The changes here…Trump Tower is awful. I miss the old International Marketplace and the Honolulu Academy of the Arts which is now called the Honolulu Art Museum – that’s a bad name change for me and the International Marketplace took something authentic and wonderful and turned it into a big expensive mall. I’ll be honest, I hate it. I miss the old Daiea markets in Kailua and near Ward. I miss Island Air, Aloha Airlines, Go Airlines, and the old interisland terminal. Kailua isn’t affordable – actually, nowhere on this island is affordable. People don’t smile as much. I heard few “Howzit”s and not very many “Mahalos” or “Alohas”. No one under 50 wears an aloha shirt unless they are a tourist or at work. The prices are much more insane than I remembered – except for milk and gas. I’m glad I was here when I was here but I’m not sure at all that this is the place I’ve dreamed of. This morning, I was ready to leave Waikiki. I swam in Kailua once, swam in Waikiki twice, took long walks through Waikiki, chanted at the SGI culture center twice, drank a Kailua Monkey from Lanikai juice, ate a Shogun Dunburi from Ninja Sushi, looked at three rental units, drove quite a few miles and frankly, that was probably enough tourism for me.

A group of Tibetan Monks just walked by. One of them looks a lot like the Dalai Lama. A slightly chubby Dalai Lama. Any way about it – that is a very cool thing. That doesn’t happen in Reedsport. Meditating on compassion and the similarity of all living things. The miracle of the idea that each of us is a miracle. We are all miraculous beings made from star material. I wasn’t crazy about my hotel in Waikiki, but the Buddhism book in the drawer was a comfort and a better companion than the TV and the Bible which one usually finds (it was there too). The monks (I think) are going to Maui. I never felt a huge connection to Maui the island. In my mind, it was always the rich people’s island. Maybe I never gave it the chance it deserves.

There was a strange spectacle walking to the gate. A busty woman sitting in a massage chair – lots of jiggling going on. She was one of those middle aged, ruined skin from the sun, white ladies who look like she could be a biker’s lady. Ever so disturbing and almost impossible not to look at.

The Buddhism book in the hotel, had the passage where the Buddha became the Buddha marked and next to it was Dec 8, 2001 in Waikiki. I was in Waikiki then. I was having dreams of sand castles on the beach Christmas muppet specials and trying to find a way forward in my life. And just think, while I was doing that – someone blocks away at the Ambassador hotel was marking that passage. How very strange.

When I was checking in for this flight, there was some confusion, it said there was another Damitio on the flight. That’s odd. I didn’t find out who it was. That’s never happened before unless it was a Damitio I was traveling with.

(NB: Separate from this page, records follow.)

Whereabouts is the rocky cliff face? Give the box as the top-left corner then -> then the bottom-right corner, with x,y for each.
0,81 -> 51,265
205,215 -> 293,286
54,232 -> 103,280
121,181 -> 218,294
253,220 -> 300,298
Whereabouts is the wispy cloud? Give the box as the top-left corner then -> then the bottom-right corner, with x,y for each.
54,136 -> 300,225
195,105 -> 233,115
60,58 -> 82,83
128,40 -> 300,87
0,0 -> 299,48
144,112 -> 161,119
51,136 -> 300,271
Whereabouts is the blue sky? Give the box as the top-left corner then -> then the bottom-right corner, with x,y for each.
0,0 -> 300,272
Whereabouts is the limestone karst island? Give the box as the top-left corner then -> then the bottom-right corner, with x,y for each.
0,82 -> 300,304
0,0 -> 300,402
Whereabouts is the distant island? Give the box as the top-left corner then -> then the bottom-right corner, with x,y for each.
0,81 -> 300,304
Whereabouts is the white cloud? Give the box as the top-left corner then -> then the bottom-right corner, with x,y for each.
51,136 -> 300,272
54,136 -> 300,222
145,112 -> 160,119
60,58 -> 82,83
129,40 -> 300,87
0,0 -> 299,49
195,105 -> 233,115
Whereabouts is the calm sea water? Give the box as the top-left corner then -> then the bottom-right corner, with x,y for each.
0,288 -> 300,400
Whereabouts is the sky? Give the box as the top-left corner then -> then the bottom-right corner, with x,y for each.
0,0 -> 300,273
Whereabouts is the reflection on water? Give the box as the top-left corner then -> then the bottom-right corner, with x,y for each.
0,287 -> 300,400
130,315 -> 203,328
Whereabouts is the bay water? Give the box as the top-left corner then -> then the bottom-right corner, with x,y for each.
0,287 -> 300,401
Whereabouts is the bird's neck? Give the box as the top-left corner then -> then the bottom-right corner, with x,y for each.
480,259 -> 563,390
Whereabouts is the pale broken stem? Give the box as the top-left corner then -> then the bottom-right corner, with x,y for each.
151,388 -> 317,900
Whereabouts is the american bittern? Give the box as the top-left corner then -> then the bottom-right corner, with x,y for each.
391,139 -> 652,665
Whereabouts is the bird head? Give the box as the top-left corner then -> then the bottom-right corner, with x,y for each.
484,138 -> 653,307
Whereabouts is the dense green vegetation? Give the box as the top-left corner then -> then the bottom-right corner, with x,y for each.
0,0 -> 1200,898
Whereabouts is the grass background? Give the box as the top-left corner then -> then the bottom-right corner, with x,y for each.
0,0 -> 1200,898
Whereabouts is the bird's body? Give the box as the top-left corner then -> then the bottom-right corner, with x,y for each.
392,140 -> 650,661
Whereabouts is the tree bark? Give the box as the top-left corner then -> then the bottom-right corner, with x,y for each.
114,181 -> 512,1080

So I came to the Big Island of Hawai’i to check out a property and potentially buy it. The property was gorgeous and remote but the house – my wife would never forgive me if I moved her into a house that far out and in that state of a mess. So I can’t do it. Big Island is beautiful, but it seems that Oahu is not done with me. I’ve lived in Kailua, Punalu’u, Waikiki, Lanikai, Punchbowl, and Manoa. Now I get to see what Salt Lake is all about. I’m pretty stoked actually. I’m an archaeologist and moving my family to Oahu. Cool. I am filled with gratitude. I am excited about this life, this new adventure that begins now.

When I moved to Oahu the first time, I managed the Polynesian Beach Club Hostel. After taking care of it while my boss was away, she bought me a trip to the Big Island. Hilo was the first place I went in Hawai’i that wasn’t Oahu. This is more balance because here I am again.

Author: Administrator

I think, therefore, I worry.

1 thought on “Changes on Oahu – Is this still my home island?”

  1. I lived in kaneohe for about 3 mos when i was 19/20. I “studied” at hawaii pacific university. I was there to learn to surf for the most part. Oahu was cool. After the first semester i kind of got cabin fever. I guess im not much of an island guy. I took a plane back to Boston, and havent really looked back since. Best of luck Chris!